Come saranno calcolati gli aiuti? «Partendo dal presupposto che i dipendenti sono coperti dalle indennità per lavoro ridotto e i titolari dalle indennità perdita di guadagno, rimane da risarcire parte dei costi fissi», risponde Quadranti. Costi fissi che cambiano da settore a settore. È atteso un decreto esecutivo del governo con l’elencazione dei criteri di calcolo. In generale si può dire che il limite del 20% della cifra d’affari (massimo 750 mila franchi) per i fondi non rimborsabili dovrà servire a coprire i costi fissi (gli affitti, per esempio) per al massimo cinque mesi e mezzo. Semplificando: i settori con costi fissi più elevati riceveranno di più, quelli con costi più bassi, di meno con una forchetta tra il 5 e il 20%. «È un modo per evitare sussidi a pioggia e nel contempo garantire la parità di trattamento», rileva Paolo Pamini (Udc). Ricordiamo che i casi di rigore riguardano alcuni settori economici: eventi, baracconisti, manifestazione e intrattenimento, palestre, centri sportivi fitness e wellness, viaggi e trasporti terrestri non regolari, turismo degli affari, ristorazione, oltre a tutti quei settori, come i commerci 'non essenziali', che hanno subìto una chiusura per oltre 40 giorni per ordine dell'autorità.
In merito a questi ultimi casi, cioè alle aziende cui le autorità hanno imposto una chiusura superiore ai quaranta giorni, queste hanno diritto automaticamente, senza quindi dover giustificare una perdita della cifra d’affari, a un aiuto pubblico a fondo perso: un indennizzo che corrisponderà a una data percentuale, oscillante fra il 5 e il 20 per cento della cifra d’affari annua, stabilita in base a una media dei costi fissi del settore economico al quale appartiene l’azienda. Costi fissi settoriali indicati da Berna. Potenzialmente le aziende beneficiarie in Ticino sarebbero tra le 5mila e le 6mila, di cui 1’500 tra bar e ristoranti.
«È un’importante apertura del Cantone verso realtà economiche che in questo momento fanno fatica - osserva il capogruppo socialista in Gran Consiglio Ivo Durisch -. Si prevede una significativa facilitazione nell’accesso agli indennizzi, che peraltro arriveranno rapidamente dato che da inizio febbraio si potrà avviare la procedura per la richiesta. Le aziende che hanno subìto una chiusura per più di quaranta giorni non dovranno comprovare la perdita della cifra d’affari e la solidità della ditta.

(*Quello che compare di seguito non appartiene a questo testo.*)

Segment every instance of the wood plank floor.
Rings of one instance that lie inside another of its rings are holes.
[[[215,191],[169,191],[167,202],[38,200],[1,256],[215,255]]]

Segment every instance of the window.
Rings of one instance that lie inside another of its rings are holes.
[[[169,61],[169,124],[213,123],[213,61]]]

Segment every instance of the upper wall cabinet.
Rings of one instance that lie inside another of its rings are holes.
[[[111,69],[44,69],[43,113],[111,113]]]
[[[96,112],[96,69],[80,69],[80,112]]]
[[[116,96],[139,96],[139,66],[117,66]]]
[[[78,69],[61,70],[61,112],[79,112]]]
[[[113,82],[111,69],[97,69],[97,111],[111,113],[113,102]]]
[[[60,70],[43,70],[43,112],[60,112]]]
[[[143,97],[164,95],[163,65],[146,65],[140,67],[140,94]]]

Come ci è stato spiegato dal Dfe, dovranno produrre il rendiconto Iva, essere in regola con il pagamento degli oneri sociali e non avere procedure di fallimento in corso. Non solo: anche le chiusure indirette - come quelle di fornitori locali - sono riconosciute se un’azienda dimostrerà di avere la sua cifra d’affari legata per oltre il 66% a settori chiusi. Insomma, è un passo avanti».
Annota il capogruppo del Ppd Maurizio Agustoni: «L’aggiornamento del messaggio governativo, basato sulle modifiche introdotte a livello federale dopo i recenti provvedimenti di chiusura, contiene dei significativi miglioramenti per le aziende, soprattutto sul piano burocratico. Una parte degli aiuti sono oggettivamente poco mirati (vengono erogati sostegni anche a chi non ha subìto una flessione della cifra d’affari), ma si tratta di una scelta federale su cui non possiamo intervenire a livello cantonale. L’impegno finanziario per il Cantone sarà molto importante, oggi però la priorità deve essere l’immediato sostegno del nostro tessuto economico, in particolare delle realtà medio-piccole. L’applicazione concreta ci dirà se ci saranno correttivi da apportare e se sarà necessario rivedere le cifre».